‘The Constitution Is Not a Suicide Pact’
By the time Arthur Terminiello arrived at Chicago’s West End Woman’s Club on a Thursday evening in February 1946, a hostile crowd that would swell to 1,000 or so protesters had already gathered outside the auditorium. They were outraged by the event at which Terminiello was scheduled to speak: a Christian Veterans of America meeting organized by the evangelist Gerald L.K. Smith, a flagrantly antisemitic populist and spectacularly unsuccessful presidential candidate who had founded the America First Party three years earlier.
Picketers blocked access to the building, repeatedly tried to force their way in, and castigated those who dared to enter, calling them “Nazis,” “Hitlers,” and “damned fascists.” An overmatched contingent of about 70 police officers escorted speakers and attendees into the building while vainly trying to maintain order.
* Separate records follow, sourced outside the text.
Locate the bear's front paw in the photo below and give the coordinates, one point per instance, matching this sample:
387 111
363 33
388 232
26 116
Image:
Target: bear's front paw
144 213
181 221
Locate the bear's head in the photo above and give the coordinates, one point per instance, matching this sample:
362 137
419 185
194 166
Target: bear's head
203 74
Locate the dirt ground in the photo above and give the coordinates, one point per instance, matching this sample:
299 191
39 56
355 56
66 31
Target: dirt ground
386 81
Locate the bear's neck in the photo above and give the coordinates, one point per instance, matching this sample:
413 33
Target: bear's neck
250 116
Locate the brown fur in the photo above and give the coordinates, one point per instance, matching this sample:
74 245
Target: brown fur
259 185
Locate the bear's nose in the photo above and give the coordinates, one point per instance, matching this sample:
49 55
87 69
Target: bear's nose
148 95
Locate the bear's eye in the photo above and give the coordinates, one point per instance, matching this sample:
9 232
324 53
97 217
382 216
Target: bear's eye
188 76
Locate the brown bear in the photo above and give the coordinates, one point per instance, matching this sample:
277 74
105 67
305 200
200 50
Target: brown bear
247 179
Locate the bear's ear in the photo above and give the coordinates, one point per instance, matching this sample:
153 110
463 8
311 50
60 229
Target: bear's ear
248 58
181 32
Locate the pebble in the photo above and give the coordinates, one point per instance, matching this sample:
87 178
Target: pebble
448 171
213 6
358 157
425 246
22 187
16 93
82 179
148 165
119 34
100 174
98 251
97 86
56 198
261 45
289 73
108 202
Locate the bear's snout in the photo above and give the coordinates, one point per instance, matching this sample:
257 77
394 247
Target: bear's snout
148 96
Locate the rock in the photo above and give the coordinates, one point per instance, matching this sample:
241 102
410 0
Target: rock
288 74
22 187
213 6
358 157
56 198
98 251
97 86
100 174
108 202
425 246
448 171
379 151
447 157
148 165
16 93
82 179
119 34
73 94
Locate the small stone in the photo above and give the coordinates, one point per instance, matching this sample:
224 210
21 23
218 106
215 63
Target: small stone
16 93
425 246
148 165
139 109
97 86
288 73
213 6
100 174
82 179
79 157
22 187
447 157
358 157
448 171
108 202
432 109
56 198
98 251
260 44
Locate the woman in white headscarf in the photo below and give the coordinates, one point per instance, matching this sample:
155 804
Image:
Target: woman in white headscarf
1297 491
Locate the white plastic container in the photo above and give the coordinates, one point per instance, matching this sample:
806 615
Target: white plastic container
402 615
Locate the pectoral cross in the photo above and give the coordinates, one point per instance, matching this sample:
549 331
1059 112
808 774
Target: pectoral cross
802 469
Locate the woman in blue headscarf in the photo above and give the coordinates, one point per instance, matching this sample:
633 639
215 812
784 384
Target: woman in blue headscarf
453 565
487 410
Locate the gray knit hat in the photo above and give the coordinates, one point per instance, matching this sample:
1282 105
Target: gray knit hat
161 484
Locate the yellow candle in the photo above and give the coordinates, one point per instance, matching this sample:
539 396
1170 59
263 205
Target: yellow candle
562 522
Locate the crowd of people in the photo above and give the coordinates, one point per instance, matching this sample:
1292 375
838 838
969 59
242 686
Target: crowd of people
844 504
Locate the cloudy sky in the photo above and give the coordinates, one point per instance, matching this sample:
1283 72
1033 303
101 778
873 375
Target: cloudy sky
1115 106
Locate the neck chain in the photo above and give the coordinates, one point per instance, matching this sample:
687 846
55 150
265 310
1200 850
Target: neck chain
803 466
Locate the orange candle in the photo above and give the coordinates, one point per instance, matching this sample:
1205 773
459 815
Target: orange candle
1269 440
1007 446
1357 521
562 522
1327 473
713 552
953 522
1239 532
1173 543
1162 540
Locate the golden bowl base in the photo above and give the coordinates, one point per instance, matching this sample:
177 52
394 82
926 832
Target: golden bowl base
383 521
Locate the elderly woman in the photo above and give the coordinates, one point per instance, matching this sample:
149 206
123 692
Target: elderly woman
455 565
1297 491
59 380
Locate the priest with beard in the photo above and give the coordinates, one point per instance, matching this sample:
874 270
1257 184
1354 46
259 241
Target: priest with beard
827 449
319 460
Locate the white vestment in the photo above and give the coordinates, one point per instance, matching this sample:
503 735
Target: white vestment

Angry protesters tore people’s clothing and hurled vegetables, rocks, bottles, and stench bombs, breaking more than two dozen windows and injuring three officers.
The riot resulted in 19 arrests, though most of the charges were later dismissed. One charge that stuck: Terminiello, a suspended Catholic priest from Alabama who was advertised as “the Father Coughlin of the South,” was charged with “breach of the peace”—a species of “disorderly conduct.” A municipal court jury convicted him of that offense two months later, and he was fined $100, equivalent to about $1,700 today. Terminiello, who argued that he was being punished for constitutionally protected speech, unsuccessfully challenged his conviction in the First District Appellate Court and the Illinois Supreme Court.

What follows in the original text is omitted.